GSQ-Tuning: Group-Shared Exponents Integer in Fully Quantized Training for LLMs On-Device Fine-tuning

TL;DR

GSQ-Tuning introduces a fully integer-based fine-tuning method for LLMs that eliminates floating-point operations, significantly reducing memory, power, and hardware requirements, enabling practical on-device adaptation.

Contribution

The paper proposes the Group-Shared Exponents Integer format for fully integer LLM fine-tuning, a novel approach that improves efficiency and hardware compatibility over existing methods.

Findings

Achieves accuracy comparable to BF16 fine-tuning.

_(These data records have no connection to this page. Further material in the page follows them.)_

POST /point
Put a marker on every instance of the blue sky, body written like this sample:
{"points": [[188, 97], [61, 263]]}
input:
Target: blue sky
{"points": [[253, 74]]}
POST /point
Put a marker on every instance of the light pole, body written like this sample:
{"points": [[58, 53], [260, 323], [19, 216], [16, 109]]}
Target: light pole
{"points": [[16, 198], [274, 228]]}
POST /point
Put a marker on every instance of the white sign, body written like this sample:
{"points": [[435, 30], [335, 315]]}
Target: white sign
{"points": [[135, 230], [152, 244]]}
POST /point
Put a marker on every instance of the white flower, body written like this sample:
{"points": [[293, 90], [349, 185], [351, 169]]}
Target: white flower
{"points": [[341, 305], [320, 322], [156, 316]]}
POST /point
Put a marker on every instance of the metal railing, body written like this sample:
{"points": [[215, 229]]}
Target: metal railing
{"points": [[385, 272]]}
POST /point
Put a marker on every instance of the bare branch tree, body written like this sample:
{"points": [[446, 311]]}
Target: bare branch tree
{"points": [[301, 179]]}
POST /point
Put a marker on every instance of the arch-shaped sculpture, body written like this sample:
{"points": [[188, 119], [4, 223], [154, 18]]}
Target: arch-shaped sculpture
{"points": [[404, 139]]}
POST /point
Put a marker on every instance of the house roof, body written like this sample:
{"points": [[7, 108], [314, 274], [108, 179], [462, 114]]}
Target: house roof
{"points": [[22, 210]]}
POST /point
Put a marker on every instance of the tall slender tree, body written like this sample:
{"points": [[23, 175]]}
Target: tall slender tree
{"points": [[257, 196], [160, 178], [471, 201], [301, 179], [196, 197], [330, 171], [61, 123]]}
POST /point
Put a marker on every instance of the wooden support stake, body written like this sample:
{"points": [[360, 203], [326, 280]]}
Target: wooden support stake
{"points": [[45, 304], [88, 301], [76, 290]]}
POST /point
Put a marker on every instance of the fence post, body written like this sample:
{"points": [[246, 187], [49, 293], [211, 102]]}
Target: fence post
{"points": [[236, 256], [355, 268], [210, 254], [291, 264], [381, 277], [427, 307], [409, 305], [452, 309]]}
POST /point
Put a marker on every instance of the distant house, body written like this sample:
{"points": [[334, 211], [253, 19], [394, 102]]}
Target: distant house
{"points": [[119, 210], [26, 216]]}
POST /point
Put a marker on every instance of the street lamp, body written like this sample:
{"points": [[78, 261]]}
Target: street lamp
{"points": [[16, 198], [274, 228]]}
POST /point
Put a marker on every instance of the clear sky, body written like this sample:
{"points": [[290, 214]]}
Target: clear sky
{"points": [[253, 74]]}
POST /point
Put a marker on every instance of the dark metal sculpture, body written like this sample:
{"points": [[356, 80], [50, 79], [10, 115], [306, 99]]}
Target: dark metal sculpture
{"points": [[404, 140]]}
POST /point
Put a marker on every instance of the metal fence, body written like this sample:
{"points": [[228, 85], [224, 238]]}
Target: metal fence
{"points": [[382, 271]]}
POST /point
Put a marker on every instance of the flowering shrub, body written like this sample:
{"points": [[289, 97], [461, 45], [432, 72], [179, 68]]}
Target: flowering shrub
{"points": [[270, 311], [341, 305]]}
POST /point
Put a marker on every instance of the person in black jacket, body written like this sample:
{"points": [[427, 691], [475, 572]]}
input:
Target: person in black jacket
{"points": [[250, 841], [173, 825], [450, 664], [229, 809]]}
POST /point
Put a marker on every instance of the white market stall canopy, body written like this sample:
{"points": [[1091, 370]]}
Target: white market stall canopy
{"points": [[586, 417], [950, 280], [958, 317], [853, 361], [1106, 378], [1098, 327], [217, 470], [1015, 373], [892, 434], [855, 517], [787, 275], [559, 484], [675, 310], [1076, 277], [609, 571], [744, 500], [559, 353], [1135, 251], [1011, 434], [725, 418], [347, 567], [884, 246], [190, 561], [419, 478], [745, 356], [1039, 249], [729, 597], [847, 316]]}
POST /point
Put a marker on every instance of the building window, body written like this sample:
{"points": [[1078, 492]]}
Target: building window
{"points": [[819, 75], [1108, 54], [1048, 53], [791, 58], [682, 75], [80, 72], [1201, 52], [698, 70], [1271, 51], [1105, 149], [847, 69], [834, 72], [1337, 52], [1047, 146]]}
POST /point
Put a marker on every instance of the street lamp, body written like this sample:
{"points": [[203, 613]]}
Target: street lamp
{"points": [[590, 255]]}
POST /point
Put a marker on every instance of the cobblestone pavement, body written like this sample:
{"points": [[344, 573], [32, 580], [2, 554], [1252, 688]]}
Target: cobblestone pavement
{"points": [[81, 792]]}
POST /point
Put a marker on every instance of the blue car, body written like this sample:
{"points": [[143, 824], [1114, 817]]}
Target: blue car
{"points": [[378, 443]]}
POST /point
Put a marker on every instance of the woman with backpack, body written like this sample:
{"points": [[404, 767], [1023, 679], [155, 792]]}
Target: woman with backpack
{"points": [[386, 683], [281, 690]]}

Reduces memory usage by 1.85x.

Cuts power consumption by 5x and chip area by 11x compared to FP8.

Abstract

Large Language Models (LLMs) fine-tuning technologies have achieved remarkable results. However, traditional LLM fine-tuning approaches face significant challenges: they require large Floating Point (FP) computation, raising privacy concerns when handling sensitive data, and are impractical for resource-constrained edge devices. While Parameter-Efficient Fine-Tuning (PEFT) techniques reduce trainable parameters, their reliance on floating-point arithmetic creates fundamental incompatibilities with edge hardware. In this work, we introduce a novel framework for on-device LLM fine-tuning that eliminates the need for floating-point operations in both inference and training, named GSQ-Tuning. At its core is the Group-Shared Exponents Integer format, which efficiently represents model parameters in integer format using shared exponents among parameter groups. When combined with LoRA-like adapters, this enables fully integer-based fine-tuning that is both memory and compute efficient. We demonstrate that our approach achieves accuracy comparable to BF16-based fine-tuning while significantly reducing 1.85x memory usage. Moreover, compared to FP8, our method can reduce 5x power consumption and 11x chip area with same performance, making large-scale model adaptation feasible on edge devices.